I'm a big fan of just bottoming the limb bolts, and going from there with equal turns on each. I know on my Martin, if I change one limb bolt, and not the other equally, it will not only affect tiller, but the cam timing as well.


----------



## Nitroboy (Jan 15, 2006)

It take alot more twisting untwisting a cable or a string to change the tiller as much as with turning the limb bolts, if you do that you will throw the whole bow out of tune, cam sync, AtA, BH, DL, DW so being I do know it will change, but it ain't much and maybe I should have said the "best" way to adjust tiller is with the limb bolts. If you twist/untwist cables and strings to set tiller it will be harder to get the limbs at the same deflection without affecting everything else. But on the other hand the newer bows we have are alot more precise and it usually isn't the case having bad tiller/limb deflection problems like alot of the older bows I have worked on, most bows nowadays you can bottom the bolts out and if everything else is tuned and set right then you'll have a equal tiller measurement.


----------



## bbloom96 (May 5, 2009)

You are assuming that the bow was set up correctly to begin with. I have seen bows come out of the box from many manufacturers where the string length/cable length was not correct to start. I always take every bow that I buy down, measure strings and cables and twist to the correct length, reassemble, and set all specs to baseline. Then, I adjust cam sync at rest and at full draw. I would note, that most of my bows are cam and 1/2 or binary cams. On Single cams, I measure strings and set the bow to spec at max poundage. The cam timing is less of an issue, but I have seen many single cams that are not oriented correctly at rest, which results in the BH being off. A few twists of the cable will straighten it up quickly.


----------



## halbeard (Dec 22, 2005)

*Thanks*

This conversation between you guys about the tiller measurements REALLY helped me,
thank you for all your time.
Truly,
Hal


----------



## ebonarcher (Mar 2, 2008)

Actually there seems to confusion here on what tiller is and what tiller isn't.

Let's clarify.
Assuming that the bow has equal sized cams . Even tiller will have the same amount of bend on each limb . Now on most bows single cam bows the top wheel does not measure the same as the bottom cam due to the shape of the cam.
If the string is twisted to much or the cable is twisted too much that causes the cam to let the string be too far or too close throwing off the measurement. That's the same as with the cam 1/2 and double cams.
Measuring from the limb pockets to the string attached to the center of the cams should provide the most accurate measurement regardless of cam rotation.

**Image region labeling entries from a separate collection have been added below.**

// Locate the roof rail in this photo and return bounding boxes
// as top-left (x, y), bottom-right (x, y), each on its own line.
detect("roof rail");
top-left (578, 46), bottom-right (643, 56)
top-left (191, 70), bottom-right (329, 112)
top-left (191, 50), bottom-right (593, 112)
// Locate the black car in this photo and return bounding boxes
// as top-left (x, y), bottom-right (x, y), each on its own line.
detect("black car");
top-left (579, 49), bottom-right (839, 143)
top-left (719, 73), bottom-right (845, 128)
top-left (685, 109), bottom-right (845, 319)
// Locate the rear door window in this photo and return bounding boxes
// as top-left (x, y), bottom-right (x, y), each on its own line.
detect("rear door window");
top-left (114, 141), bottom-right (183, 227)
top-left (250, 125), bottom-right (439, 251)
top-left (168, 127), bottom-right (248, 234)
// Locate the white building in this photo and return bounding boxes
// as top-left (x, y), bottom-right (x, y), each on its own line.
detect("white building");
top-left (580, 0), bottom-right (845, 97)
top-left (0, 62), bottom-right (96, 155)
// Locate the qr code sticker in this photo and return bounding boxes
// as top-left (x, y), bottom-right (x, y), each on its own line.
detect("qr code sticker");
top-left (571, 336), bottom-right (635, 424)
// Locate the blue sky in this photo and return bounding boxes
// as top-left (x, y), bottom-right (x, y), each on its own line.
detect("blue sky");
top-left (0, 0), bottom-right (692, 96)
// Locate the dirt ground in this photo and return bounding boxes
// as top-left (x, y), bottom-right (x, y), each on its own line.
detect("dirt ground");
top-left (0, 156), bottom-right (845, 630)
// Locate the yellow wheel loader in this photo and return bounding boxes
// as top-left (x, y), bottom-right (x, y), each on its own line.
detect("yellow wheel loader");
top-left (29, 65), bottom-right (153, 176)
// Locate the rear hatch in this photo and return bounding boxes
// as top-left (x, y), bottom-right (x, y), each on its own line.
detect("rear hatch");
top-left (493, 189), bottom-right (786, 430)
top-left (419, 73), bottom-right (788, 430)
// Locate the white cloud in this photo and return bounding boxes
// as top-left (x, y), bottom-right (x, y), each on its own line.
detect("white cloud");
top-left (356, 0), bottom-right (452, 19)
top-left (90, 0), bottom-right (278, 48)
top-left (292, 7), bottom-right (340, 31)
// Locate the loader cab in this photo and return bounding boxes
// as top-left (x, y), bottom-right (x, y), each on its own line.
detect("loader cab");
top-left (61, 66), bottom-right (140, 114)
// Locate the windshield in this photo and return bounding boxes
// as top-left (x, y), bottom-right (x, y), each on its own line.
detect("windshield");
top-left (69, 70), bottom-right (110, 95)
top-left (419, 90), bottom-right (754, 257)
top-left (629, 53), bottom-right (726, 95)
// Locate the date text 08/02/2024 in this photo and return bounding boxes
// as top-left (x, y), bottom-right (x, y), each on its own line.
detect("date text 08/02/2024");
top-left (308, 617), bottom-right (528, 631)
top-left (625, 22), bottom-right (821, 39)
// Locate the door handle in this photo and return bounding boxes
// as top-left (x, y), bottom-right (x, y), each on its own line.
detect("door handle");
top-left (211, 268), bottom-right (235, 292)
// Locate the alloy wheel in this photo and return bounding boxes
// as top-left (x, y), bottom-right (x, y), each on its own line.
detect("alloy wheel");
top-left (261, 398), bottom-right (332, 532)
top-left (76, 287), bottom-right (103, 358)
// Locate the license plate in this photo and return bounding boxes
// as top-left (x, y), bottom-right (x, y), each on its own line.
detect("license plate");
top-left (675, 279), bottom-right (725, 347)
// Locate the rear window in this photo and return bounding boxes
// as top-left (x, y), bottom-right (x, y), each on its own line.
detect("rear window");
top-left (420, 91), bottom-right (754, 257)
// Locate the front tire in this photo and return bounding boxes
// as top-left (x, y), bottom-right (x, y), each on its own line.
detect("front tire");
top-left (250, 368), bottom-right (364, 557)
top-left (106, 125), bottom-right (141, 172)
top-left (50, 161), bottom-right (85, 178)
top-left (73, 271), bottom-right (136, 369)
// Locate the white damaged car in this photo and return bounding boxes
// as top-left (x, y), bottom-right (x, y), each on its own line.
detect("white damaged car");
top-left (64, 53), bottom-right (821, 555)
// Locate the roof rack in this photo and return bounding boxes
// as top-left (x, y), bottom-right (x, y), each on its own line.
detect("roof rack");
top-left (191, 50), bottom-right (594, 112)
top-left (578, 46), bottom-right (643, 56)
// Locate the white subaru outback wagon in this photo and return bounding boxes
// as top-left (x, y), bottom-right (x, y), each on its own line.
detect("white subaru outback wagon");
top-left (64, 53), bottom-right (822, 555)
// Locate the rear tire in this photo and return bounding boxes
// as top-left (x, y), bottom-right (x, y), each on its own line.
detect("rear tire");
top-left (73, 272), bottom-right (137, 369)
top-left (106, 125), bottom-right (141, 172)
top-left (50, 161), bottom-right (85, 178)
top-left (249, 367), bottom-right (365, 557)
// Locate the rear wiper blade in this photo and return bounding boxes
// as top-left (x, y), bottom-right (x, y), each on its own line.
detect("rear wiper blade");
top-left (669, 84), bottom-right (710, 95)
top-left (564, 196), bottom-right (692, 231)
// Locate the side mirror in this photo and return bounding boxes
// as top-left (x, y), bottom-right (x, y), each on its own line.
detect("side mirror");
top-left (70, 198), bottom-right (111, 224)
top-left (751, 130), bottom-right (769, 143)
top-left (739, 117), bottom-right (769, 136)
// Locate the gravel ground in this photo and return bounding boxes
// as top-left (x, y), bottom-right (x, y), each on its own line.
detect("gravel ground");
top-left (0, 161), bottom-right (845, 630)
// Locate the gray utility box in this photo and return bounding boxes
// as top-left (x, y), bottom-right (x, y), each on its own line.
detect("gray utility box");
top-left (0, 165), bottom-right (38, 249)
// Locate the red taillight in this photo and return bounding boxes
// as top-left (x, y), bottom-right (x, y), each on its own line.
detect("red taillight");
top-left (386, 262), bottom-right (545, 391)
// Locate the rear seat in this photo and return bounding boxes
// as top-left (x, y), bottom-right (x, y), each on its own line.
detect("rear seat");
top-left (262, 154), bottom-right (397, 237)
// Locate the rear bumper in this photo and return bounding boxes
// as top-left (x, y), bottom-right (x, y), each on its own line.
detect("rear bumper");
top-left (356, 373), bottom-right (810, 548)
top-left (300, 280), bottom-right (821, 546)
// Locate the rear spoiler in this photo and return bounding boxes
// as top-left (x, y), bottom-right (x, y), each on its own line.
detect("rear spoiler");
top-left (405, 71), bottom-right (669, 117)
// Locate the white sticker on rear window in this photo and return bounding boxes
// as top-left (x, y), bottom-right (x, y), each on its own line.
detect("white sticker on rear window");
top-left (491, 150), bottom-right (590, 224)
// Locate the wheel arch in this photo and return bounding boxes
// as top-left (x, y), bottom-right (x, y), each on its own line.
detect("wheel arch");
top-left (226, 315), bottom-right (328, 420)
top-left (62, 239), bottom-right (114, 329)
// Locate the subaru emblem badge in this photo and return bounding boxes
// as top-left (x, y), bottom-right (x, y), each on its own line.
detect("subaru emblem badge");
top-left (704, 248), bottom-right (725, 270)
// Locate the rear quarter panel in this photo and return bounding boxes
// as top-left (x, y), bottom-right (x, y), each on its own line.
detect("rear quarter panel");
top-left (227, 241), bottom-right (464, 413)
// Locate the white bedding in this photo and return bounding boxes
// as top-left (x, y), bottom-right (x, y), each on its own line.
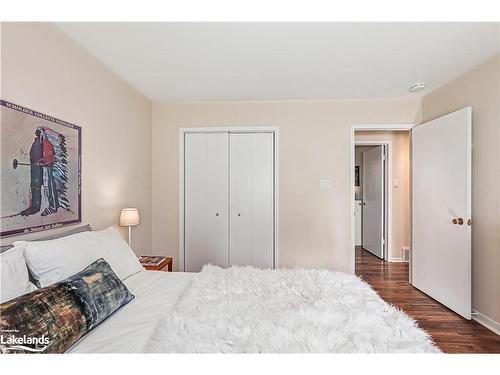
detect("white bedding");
top-left (68, 271), bottom-right (194, 353)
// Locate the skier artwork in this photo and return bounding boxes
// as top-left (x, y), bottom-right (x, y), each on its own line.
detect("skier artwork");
top-left (0, 100), bottom-right (81, 237)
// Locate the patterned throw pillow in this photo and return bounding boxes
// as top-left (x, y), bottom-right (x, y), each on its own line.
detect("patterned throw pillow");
top-left (0, 259), bottom-right (134, 353)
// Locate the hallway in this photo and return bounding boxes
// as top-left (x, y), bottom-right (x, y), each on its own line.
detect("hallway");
top-left (356, 246), bottom-right (500, 353)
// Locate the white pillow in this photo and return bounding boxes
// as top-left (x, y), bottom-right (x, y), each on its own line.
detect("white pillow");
top-left (15, 227), bottom-right (144, 288)
top-left (0, 246), bottom-right (36, 303)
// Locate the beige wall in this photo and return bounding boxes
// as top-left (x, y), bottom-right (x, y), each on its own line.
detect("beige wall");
top-left (356, 131), bottom-right (410, 260)
top-left (0, 23), bottom-right (151, 252)
top-left (422, 55), bottom-right (500, 322)
top-left (152, 99), bottom-right (420, 271)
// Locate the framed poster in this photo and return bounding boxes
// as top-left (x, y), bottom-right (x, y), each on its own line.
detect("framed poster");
top-left (0, 100), bottom-right (82, 237)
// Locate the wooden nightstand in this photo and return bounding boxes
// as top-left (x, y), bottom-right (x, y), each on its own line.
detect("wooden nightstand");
top-left (139, 255), bottom-right (174, 272)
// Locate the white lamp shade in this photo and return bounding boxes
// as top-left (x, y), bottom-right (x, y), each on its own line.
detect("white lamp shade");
top-left (120, 208), bottom-right (140, 227)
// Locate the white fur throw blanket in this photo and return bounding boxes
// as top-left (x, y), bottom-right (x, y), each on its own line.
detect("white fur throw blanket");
top-left (149, 265), bottom-right (439, 353)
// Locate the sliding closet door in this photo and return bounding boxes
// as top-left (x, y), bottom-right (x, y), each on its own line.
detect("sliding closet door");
top-left (184, 133), bottom-right (229, 272)
top-left (229, 133), bottom-right (274, 268)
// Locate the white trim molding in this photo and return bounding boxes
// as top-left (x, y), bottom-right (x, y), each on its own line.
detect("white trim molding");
top-left (472, 309), bottom-right (500, 336)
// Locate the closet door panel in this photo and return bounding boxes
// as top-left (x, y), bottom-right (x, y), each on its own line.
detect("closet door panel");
top-left (229, 133), bottom-right (274, 268)
top-left (184, 133), bottom-right (228, 272)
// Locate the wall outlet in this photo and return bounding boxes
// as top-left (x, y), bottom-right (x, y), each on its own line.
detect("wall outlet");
top-left (319, 180), bottom-right (332, 190)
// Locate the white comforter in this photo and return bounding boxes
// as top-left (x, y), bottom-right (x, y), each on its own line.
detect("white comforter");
top-left (146, 266), bottom-right (439, 353)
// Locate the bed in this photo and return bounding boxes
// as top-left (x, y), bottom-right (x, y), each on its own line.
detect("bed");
top-left (0, 228), bottom-right (439, 353)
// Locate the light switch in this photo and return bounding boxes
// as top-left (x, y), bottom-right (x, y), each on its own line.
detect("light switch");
top-left (319, 180), bottom-right (332, 190)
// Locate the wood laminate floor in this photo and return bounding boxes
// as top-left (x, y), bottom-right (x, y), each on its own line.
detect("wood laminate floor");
top-left (356, 247), bottom-right (500, 353)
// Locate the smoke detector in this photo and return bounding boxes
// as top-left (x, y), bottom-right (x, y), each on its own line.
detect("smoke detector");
top-left (410, 82), bottom-right (427, 92)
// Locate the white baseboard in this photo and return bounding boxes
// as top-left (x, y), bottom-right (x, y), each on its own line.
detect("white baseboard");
top-left (472, 309), bottom-right (500, 336)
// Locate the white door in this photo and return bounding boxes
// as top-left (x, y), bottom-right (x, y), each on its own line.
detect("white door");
top-left (363, 146), bottom-right (384, 258)
top-left (184, 133), bottom-right (228, 272)
top-left (229, 133), bottom-right (274, 268)
top-left (411, 107), bottom-right (472, 319)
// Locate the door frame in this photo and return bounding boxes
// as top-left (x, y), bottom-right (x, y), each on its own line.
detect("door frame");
top-left (354, 139), bottom-right (393, 262)
top-left (349, 124), bottom-right (415, 275)
top-left (178, 126), bottom-right (280, 271)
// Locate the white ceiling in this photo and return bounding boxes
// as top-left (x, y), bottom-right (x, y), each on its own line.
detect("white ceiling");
top-left (56, 23), bottom-right (500, 101)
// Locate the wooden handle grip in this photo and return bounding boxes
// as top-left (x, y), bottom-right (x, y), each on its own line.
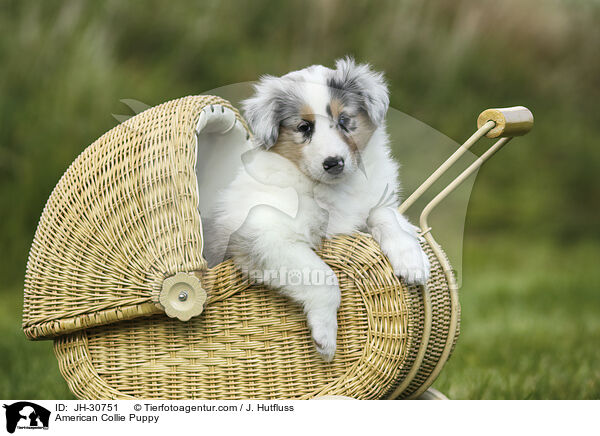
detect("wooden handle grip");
top-left (477, 106), bottom-right (533, 138)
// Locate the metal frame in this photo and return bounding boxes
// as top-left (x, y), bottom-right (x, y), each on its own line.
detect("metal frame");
top-left (389, 106), bottom-right (533, 399)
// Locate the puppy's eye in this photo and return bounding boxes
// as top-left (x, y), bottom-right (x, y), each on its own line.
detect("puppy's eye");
top-left (338, 114), bottom-right (350, 132)
top-left (296, 120), bottom-right (313, 135)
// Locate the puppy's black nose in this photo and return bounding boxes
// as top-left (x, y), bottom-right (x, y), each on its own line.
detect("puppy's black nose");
top-left (323, 156), bottom-right (344, 176)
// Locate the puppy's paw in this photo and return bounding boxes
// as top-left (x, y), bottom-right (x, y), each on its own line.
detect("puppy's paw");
top-left (308, 310), bottom-right (337, 362)
top-left (312, 323), bottom-right (337, 362)
top-left (381, 234), bottom-right (431, 285)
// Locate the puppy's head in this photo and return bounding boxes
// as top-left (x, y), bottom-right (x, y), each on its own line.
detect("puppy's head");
top-left (242, 58), bottom-right (389, 184)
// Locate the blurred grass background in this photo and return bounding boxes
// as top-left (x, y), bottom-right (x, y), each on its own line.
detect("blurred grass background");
top-left (0, 0), bottom-right (600, 399)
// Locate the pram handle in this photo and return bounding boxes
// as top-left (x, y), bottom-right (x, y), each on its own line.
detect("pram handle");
top-left (477, 106), bottom-right (533, 138)
top-left (389, 106), bottom-right (533, 399)
top-left (398, 106), bottom-right (533, 215)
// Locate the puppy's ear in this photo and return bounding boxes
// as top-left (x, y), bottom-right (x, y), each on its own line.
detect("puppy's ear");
top-left (329, 56), bottom-right (390, 126)
top-left (242, 75), bottom-right (281, 149)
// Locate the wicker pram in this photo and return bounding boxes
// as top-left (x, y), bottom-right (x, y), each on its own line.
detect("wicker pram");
top-left (23, 96), bottom-right (533, 399)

As for shooting bullet holes with a particular tiller it's more than likely due to rest position.


----------



## SARASR (Oct 30, 2009)

http://www.petersenshunting.com/content/bulletproof-bow-tuning-0

Take a looke a this article on tuning from Pertersons Bowhunting it has a section on tiller tuning that did wonders for my old Jennings 2000 PWC which had a idler wheel much smaller than the cam, had me shooting better than ever.


----------



## njshadowwalker (Aug 14, 2004)

If you wanna keep playing with tiller and shrink it, adjust both limbs. In other words, if your a hair out instead of say 1 turn on the top, do a half turn on each. You can fine tune it moreso this way, then by using only one limb. If the bow is bottomed out, start with say with one or one and ahalf equal turns out of each limb, and go from there.


----------



## The Phantom (Aug 13, 2007)

*2008 Martin Bengal Single Cam*

manual says set tiller. Measure from limb pocket/riser to string. Mine has the same distance top and bottom, both bolts turned out the same number of turns.


----------